Quando os brasileiros foram disputar com os argentinos, no campo do Barracas, em Buenos Aires, o último jogo do Sul-Americano de 25, Friedenreich marcou um, dois gols, e, quase na hora de marcar o terceiro, recebeu um pontapé pelas costas. Era o sinal. Senão combinado, pelo menos entendido. O torcedor entrou em campo e tocou o braço nos brasileiros. Amansando-os. Deixando bem claro que não se podia fazer, impunemente, uma porção de gols em cima dos argentinos. Os brasileiros não caíram na tolice de marcar mais gols. E os argentinos empataram o jogo. Que diabo: eles eram os donos da casa, não eram?

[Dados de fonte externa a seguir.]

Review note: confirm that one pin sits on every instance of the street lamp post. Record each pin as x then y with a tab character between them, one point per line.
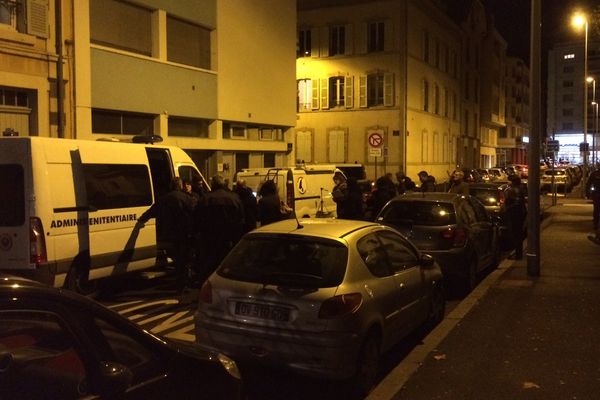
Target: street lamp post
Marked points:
580	20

Eu ia me esquecendo do torcedor fotógrafo que leva magnésio para o campo e resolve bater uma chapa de uma defesa sensacional do goleiro “contrário”. Do “outro” não interessa. Uma vez o Vasco jogava não sei com quem. Talvez com o Flamengo, porque quase todos os fotógrafos torcem pelo Flamengo. O caso é que Rey ia segurar a bola quando se ouviu uma explosão medonha. Parecia de bomba. Rey tremeu, largou a bola, julgou que tinha sido alvejado por um bacamarte. E eu só vi vascaíno pulando para a pista e o fotógrafo correndo, gritando que tinha sido sem querer. Hoje, é proibido levar magnésio para o campo. Quem quiser bater fotografia de jogo noturno, têm de comprar lâmpada. Por quatro ou cinco mil réis. Mais barato do que um tiro de magnésio.
MARIO FILHO (1908-1966) foi importante jornalista e cronista de futebol. Esta crônica foi publicada originalmente em O Globo Sportivo, em 13 de agosto de 1948.